This weekend, I saw Cormac McCarthy’s play The Sunset Limited: a wonderful, if a bit schematic, reflection on faith and reason and overly-educated intellectuals. The premise was contrived: a white, aging ex-professor has attempted to throw himself in front of a train, only to be rescued by a black, born-again ex-con. The entire 1h 45m is spent around a kitchen table, the ex-con trying to convince the ex-prof to accept the Word. All the while, the bitter, used-up nihilist of a professor is not having any of it.
Painfully overbearing at times, yet with the wonderful zingers and allusions to Kafka and Schopenhauer that one would expect from a serious novelist.

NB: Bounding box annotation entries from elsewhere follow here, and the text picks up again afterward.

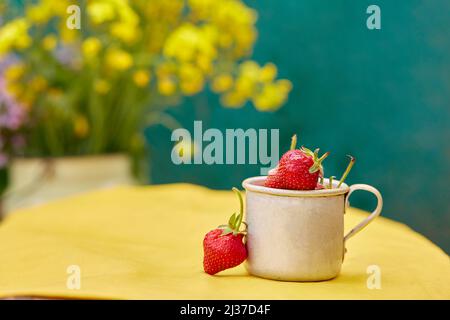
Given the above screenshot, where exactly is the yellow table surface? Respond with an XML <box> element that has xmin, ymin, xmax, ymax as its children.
<box><xmin>0</xmin><ymin>184</ymin><xmax>450</xmax><ymax>299</ymax></box>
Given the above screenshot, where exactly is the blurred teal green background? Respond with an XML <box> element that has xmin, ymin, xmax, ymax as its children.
<box><xmin>146</xmin><ymin>0</ymin><xmax>450</xmax><ymax>252</ymax></box>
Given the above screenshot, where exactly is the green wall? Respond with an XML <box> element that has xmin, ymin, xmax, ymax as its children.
<box><xmin>147</xmin><ymin>0</ymin><xmax>450</xmax><ymax>252</ymax></box>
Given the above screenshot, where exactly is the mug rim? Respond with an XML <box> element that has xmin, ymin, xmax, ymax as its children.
<box><xmin>242</xmin><ymin>176</ymin><xmax>350</xmax><ymax>197</ymax></box>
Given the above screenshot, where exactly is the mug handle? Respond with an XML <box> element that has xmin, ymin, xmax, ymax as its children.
<box><xmin>344</xmin><ymin>184</ymin><xmax>383</xmax><ymax>243</ymax></box>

And, as an added benefit, Mr. McCarthy himself was sitting just in front of me (the play took place in a very small side theater). Behind me was the director of the play, along with a bunch of the Steppenwolf ensemble members. Chicago rules sometimes..
I’d like to write a letter (a real one, on paper) to Cormac, just to ask him if that’s the best and only answer he can find to being as literate as I’d like to become someday – whether reading too much, whether being too cultivated only leads to disillusionment, general unhappiness and suicide.
Update: I just found a little retrospective on the play by one of my new favorite actors, Austin Pendleton.